In December 2003, when Bailey sued newspapers for libel, a landscape gardener, Bill Fuller, testified that Bailey, speaking of himself in the second person, told him: "You did it. You saw her in Spar on Saturday. You saw her walking up the aisle with her tight arse. You fancied her. You went up there to see what you could get. She ran off screaming. You chased her to calm her down. You stirred something in the back of your head. You went too far. You had to finish her off."

In addition to Fuller, Bailey is reported to have told or strongly implied to at least seven other people (Helen Callanan, Yvonne Ungerer, Malachi Reed, Richard and Rosie Shelley, Diane Martin and Marie Farrell) that he killed Toscan du Plantier. Farrell, who had earlier said she was threatened by Bailey, retracted her testimony in 2005. Bailey has claimed the "confessions" were misunderstood, that he was either joking or recounting what other people said about him.

The coup de grâce was apparently administered once Toscan du Plantier was already prostrate. "I was able to look at the ground when the body had been moved to note that there was a slight depression with blood on it where the head had lain," Dr Harbison wrote. "This indicated to me that the body had been in that position when the blows were struck."

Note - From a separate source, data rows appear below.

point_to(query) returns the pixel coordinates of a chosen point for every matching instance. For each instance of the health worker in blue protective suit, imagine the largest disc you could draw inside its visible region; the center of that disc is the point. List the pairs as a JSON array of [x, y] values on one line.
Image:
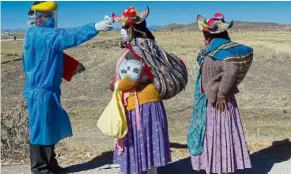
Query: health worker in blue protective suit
[[43, 66]]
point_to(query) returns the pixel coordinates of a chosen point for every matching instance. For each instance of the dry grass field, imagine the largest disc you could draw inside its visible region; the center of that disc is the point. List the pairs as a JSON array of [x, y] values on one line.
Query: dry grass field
[[264, 98]]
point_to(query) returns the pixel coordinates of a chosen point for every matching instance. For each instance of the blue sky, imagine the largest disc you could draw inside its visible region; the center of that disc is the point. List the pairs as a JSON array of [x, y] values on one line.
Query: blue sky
[[14, 14]]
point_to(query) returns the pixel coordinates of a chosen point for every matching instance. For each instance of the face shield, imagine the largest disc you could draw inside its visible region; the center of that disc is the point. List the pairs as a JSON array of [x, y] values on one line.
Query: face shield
[[43, 14], [44, 19]]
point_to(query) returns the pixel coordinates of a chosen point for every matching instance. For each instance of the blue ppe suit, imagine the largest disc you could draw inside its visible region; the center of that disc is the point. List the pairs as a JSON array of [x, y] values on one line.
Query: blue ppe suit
[[43, 68]]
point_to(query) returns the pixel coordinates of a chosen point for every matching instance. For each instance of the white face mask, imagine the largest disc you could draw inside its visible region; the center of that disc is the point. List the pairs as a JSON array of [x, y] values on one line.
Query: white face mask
[[124, 35]]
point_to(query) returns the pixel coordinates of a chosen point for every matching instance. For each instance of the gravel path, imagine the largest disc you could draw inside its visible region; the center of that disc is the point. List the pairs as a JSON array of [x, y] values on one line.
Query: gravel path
[[182, 166]]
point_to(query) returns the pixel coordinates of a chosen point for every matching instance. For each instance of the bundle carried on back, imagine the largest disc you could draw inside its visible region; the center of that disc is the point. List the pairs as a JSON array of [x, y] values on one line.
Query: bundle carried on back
[[169, 73], [226, 50]]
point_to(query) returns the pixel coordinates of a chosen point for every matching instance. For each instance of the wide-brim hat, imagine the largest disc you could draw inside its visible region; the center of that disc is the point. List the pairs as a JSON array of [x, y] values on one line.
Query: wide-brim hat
[[43, 6], [214, 25], [130, 16]]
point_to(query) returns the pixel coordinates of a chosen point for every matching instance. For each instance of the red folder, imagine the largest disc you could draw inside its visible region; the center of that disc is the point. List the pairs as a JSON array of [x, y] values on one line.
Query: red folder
[[70, 65]]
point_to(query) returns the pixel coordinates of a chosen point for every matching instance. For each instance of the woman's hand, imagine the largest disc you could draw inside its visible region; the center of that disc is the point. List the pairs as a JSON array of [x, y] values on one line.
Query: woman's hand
[[221, 104]]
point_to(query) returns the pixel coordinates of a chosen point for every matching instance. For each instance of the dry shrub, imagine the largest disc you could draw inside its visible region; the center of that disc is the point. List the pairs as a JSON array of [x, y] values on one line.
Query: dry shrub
[[14, 133]]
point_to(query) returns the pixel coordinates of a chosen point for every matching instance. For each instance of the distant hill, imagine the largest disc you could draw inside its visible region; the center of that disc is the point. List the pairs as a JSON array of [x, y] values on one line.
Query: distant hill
[[238, 26]]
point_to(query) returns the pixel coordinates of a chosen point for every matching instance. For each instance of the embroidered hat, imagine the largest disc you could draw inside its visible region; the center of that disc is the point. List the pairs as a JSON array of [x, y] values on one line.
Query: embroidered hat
[[130, 16], [214, 25]]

THE STATE PATHOLOGIST'S report raises two mysteries: what caused "the curious situation that the drops of blood on the clothing were for the most part quite circular, a few with slight 'blobs' on the edges, as if they had fallen vertically on to the long johns rather than dribbled downwards from the deceased's head onto her legs"? The folded part of the cloth was not stained, creating "the impression that this blood therefore fell on these trousers while in that infolded state". Could the drops on the dead woman's pyjamas be the blood of her killer? Future DNA tests may tell.

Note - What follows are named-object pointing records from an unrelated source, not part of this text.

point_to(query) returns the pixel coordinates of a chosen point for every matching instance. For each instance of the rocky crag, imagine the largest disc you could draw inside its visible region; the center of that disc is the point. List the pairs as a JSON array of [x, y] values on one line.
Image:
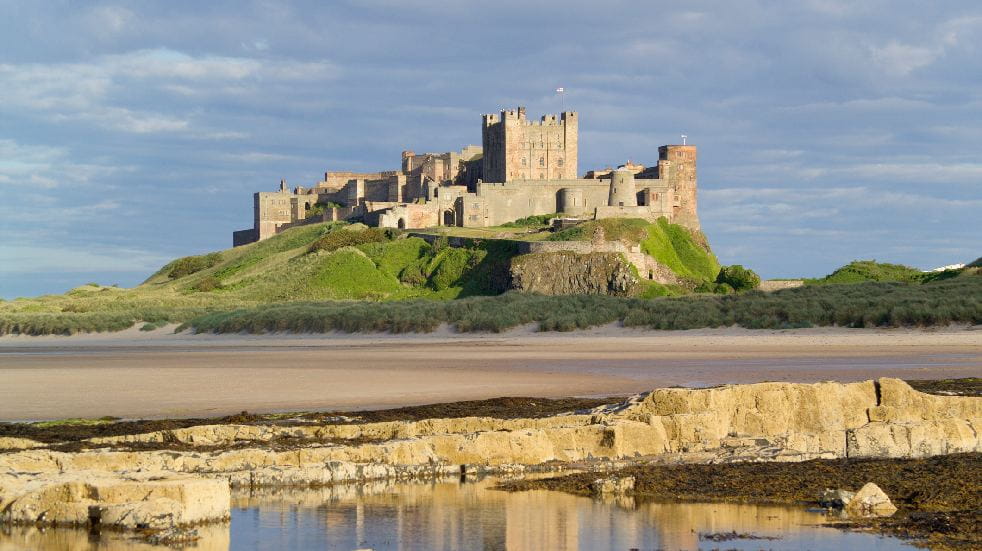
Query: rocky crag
[[182, 477]]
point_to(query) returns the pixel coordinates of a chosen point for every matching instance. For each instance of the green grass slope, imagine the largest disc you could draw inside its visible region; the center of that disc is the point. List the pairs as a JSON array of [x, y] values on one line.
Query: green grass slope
[[871, 304], [685, 252], [287, 267]]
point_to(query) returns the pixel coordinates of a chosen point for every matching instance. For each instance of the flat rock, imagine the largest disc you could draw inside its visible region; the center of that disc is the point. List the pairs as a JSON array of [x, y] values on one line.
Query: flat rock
[[870, 500]]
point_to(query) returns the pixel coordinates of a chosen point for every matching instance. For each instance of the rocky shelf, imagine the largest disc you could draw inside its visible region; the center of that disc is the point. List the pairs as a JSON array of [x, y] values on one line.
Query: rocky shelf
[[182, 477]]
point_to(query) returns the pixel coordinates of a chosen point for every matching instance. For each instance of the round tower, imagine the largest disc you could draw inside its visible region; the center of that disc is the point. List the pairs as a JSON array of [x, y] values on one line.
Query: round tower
[[571, 201], [622, 190]]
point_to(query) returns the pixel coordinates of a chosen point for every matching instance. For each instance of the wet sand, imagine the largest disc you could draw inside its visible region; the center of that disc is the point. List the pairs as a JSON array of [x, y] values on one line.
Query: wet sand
[[159, 374]]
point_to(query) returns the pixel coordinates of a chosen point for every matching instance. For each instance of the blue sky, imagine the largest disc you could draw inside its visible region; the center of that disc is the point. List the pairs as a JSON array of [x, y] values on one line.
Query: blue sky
[[132, 133]]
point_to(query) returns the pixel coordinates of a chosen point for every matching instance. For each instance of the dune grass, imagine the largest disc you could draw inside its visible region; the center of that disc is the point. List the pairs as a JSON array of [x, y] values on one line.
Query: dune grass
[[874, 304], [404, 283]]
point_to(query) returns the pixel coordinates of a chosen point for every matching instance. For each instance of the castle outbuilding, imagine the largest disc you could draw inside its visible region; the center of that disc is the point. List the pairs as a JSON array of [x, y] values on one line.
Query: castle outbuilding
[[523, 168]]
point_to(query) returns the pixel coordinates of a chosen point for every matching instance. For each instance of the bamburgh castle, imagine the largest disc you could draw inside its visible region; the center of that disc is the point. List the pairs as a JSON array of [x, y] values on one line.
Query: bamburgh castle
[[523, 168]]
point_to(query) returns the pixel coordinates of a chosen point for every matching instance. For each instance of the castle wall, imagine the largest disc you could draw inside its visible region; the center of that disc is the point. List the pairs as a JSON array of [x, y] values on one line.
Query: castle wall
[[513, 200]]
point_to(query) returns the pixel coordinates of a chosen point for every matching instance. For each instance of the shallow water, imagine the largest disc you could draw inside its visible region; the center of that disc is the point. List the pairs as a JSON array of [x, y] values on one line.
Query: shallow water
[[456, 516]]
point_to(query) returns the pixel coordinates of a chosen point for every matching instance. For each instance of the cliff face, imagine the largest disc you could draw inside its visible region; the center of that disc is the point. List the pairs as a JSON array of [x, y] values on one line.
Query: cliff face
[[568, 273]]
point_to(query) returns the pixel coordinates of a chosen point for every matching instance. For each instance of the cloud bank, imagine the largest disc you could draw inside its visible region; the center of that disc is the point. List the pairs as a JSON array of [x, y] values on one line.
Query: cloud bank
[[827, 130]]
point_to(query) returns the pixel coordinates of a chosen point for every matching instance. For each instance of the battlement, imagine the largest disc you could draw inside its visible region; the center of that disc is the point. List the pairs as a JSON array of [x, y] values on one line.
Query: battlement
[[522, 167]]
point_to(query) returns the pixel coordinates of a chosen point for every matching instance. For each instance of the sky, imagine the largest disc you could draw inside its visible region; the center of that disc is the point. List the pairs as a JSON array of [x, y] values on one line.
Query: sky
[[132, 133]]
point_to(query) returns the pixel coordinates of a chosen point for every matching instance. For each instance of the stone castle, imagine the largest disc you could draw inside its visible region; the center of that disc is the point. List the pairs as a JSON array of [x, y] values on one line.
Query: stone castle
[[523, 168]]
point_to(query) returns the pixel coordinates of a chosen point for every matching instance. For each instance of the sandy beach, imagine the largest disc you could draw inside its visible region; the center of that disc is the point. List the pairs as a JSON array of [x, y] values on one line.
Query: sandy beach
[[161, 374]]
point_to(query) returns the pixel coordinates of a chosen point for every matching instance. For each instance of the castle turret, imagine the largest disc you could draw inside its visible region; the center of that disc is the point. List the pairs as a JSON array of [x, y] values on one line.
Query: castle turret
[[677, 166], [623, 192]]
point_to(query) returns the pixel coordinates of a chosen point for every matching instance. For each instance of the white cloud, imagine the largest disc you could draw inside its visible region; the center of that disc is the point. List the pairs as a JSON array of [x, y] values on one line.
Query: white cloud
[[36, 258], [102, 91], [901, 59]]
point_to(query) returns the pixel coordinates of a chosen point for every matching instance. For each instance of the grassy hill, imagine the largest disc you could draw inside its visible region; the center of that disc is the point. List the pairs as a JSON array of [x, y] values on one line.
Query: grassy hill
[[684, 252], [350, 277], [862, 271]]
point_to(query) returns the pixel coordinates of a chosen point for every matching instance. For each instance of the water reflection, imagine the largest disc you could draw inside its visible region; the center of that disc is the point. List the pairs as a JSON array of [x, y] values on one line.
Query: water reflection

And what caused the "fine parallel abrasions" that Dr Harbison said resembled "the imprint of a 'Doc Marten' boot" on the dead woman's neck, face and right forearm? Did her killer stomp on her body?

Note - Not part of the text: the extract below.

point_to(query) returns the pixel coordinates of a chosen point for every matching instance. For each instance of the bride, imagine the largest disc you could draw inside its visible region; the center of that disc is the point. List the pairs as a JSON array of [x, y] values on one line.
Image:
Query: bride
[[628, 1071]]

No one told Toscan du Plantier's family they had a right to receive the post-mortem report. "When I was in Dublin in February, the sister of a murdered man told me we could ask for it," Gazeau explains. "I asked Marguerite to write to the coroner, which she did." The coroner, Frank O'Connell, promptly forwarded the report to Bouniol when he obtained it from his predecessor, who retired in December 2006. Under normal circumstances, a coroner's inquest is held when a murder investigation is concluded. The family is entitled to be invited. But no inquest has been held in this case, because the Garda investigation continues.

"The coroner's inquiry was opened by my predecessor solely to take formal evidence of identity, to determine the cause of death and release the body," O'Connell explained. "The inquiry was opened and adjourned until after the police inquiry, as required by section 25 of the Coroner's Act of 1962 . . . I gave Mrs Bouniol everything I have. As long as the police are conducting an investigation, particularly one as difficult as this, they keep the evidence to themselves. This is one of the saddest cases I have come across. My heart goes out to Mrs Bouniol."

Supt Horgan regrets that the case has not come to trial. "Somebody killed Sophie Toscan du Plantier in December 1996," he says. "My responsibility is to bring that person to justice. I am hopeful that we will." There is always the possibility of new DNA results, a confession, or that "other witnesses come forward with evidence not offered until now," he continues.

"People are still very interested and anxious to help; I still think we are gaining a bit of ground. It's a priority here and will remain so."